Google isn’t much better. The Google Play store banned this alternative social media network for its lax free-speech moderation. Google also has a long history of following various national gag-orders.
The power of app stores to approve or reject updates and even ban certain apps is immense. Imagine you created a crypto app and are managing thousands of users? You identify an error in the application and create an update to resolve it; yet Google or Apple rejects your update, putting all of your users at risk. You have zero recourse. These situations represent just how much applications rely on Apple and other app store operators. Decentralized applications cannot live on centralized services and still expect to be decentralized. Without safe and censor-free onboarding locations, crypto will be hard-pressed to see mass adoption.
App stores serve essentially as mobile operating systems. But what about those desktop operating systems? They also offer a vulnerable avenue for censorship. There’s certainly precedent for it. Microsoft, in the early 2000s, lost a lawsuit for limiting the types of applications that users could install on Windows OS. Microsoft was heavily incentivized to do this as third-party programs like Java and Netscape directly competed with Microsoft-developed products like Internet Explorer. As demand for decentralization rises, these new solutions will surely conflict with Apple’s and Microsoft’s interests.
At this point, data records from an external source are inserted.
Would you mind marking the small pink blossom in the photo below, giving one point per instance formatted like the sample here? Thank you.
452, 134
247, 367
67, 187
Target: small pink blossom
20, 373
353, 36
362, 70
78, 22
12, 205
What will happen when Apple and Microsoft view decentralized apps as a threat to their business models?
Take ZenGo for example — a current project dedicated to building a decentralized, keyless crypto wallet solution for mobile users. Onboarding users today means connecting with users on their terms — through app stores, through ISPs. Creating convenient crypto solutions means working through these centralized points. Only when decentralized app stores, operating systems, and ISPs exist will apps like ZenGo be able to remain entirely censorship free and accessible to all users.
Finally, Russia took towards banning all internet traffic from foreign servers — the final nail in the coffin of the free internet. Telegram was just the beginning. As long as there are efforts to create applications and technology that limit the power of centralized entities, those same entities will try to sabotage the success of those applications. Today, there are many places ripe for sabotage. What will happen when the focus moves from Telegram to crypto or blockchain related services? How will decentralized technology succeed when Apple and Google cripple app developers, Microsoft and Apple play favorites on their operating systems, and ISPs refuse to route relevant traffic? If we fail to recognize these pain points and solve them today, it will be too late.
We cannot see the development of true, decentralized technology when the platforms and services we’re using to access that technology are centralized and vulnerable to censorship. We need to recognize that decentralization depends on more than just decentralized platforms and currencies. We need decentralized ISPs, decentralized operating systems, and decentralized app stores. Only then will decentralized technology succeed. Telegram is fighting the good battle. Decentralization is what we need to win the war.